Founded to help people in rural areas get online medical consultations, Teladoc Health (NYSE:TDOC) is a telemedicine platform that facilitates remote doctor’s visits.

Teladoc reported revenues of $642.4 million, down 1.5% year on year, falling short of analysts’ expectations by 1.1%. It was a weak quarter for the company with slow revenue growth.

As expected, the stock is down 24.3% since the results and currently trades at $7.15.

Read our full analysis of Teladoc’s results here.

Cars.com (NYSE:CARS)

Originally started as a joint venture between several media companies including The Washington Post and The New York Times, Cars.com (NYSE:CARS) is a digital marketplace that connects new and used car buyers and sellers.

Cars.com reported revenues of $178.9 million, up 6.4% year on year, falling short of analysts’ expectations by 1.6%. Taking a step back, it was a weak quarter for the company with underwhelming revenue guidance for the next quarter and slow revenue growth.

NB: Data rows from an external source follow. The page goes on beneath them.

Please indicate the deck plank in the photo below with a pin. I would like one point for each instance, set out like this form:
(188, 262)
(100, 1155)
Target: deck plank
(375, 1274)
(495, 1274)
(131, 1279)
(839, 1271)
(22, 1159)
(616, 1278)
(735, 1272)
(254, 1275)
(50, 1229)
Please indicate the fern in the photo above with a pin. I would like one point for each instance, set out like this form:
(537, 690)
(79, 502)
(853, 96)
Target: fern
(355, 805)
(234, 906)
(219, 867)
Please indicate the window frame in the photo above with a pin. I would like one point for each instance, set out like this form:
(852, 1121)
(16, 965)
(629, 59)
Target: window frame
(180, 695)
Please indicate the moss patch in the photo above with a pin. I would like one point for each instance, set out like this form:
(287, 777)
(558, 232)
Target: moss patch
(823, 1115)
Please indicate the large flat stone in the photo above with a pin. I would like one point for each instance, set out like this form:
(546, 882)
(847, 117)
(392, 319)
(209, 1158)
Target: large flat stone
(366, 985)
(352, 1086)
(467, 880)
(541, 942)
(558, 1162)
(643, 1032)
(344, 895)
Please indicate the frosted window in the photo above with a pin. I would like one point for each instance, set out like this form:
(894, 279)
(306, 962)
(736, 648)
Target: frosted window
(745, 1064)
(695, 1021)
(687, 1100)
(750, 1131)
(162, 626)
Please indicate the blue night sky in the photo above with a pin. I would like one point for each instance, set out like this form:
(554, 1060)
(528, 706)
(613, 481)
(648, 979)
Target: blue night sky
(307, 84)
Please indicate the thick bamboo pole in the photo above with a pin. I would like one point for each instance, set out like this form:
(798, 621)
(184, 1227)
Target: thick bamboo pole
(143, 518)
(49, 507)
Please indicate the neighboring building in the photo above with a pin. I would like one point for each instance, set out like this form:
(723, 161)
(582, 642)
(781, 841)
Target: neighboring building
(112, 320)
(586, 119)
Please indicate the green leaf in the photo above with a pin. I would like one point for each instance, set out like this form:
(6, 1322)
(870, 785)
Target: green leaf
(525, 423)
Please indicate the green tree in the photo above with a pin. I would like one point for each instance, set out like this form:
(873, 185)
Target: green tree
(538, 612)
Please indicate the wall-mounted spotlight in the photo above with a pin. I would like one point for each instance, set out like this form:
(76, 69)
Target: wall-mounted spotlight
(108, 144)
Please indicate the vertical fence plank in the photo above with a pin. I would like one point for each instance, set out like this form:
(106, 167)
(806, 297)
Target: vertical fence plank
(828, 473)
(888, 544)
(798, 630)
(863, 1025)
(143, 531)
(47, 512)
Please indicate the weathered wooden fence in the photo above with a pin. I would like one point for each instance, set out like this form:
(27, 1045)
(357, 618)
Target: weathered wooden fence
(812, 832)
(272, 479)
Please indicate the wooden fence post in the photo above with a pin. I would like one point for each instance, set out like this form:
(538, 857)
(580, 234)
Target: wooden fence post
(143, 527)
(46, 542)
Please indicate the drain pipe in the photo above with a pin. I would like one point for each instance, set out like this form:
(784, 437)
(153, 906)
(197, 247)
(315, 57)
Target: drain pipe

Cars.com had the weakest performance against analyst estimates among its peers. The company reported 19,390 active buyers, up 3.2% year on year. The stock is flat since reporting and currently trades at $17.84.

Read our full, actionable report on Cars.com here, it’s free.

eBay (NASDAQ:EBAY)

Originally known as the first online auction site, eBay (NASDAQ:EBAY) is one of the world’s largest online marketplaces.

eBay reported revenues of $2.57 billion, up 1.3% year on year, surpassing analysts’ expectations by 1.8%. Overall, it was a weaker quarter for the company with slow revenue growth and underwhelming revenue guidance for the next quarter.

The stock is up 5.8% since reporting and currently trades at $58.80.

Read our full, actionable report on eBay here, it’s free.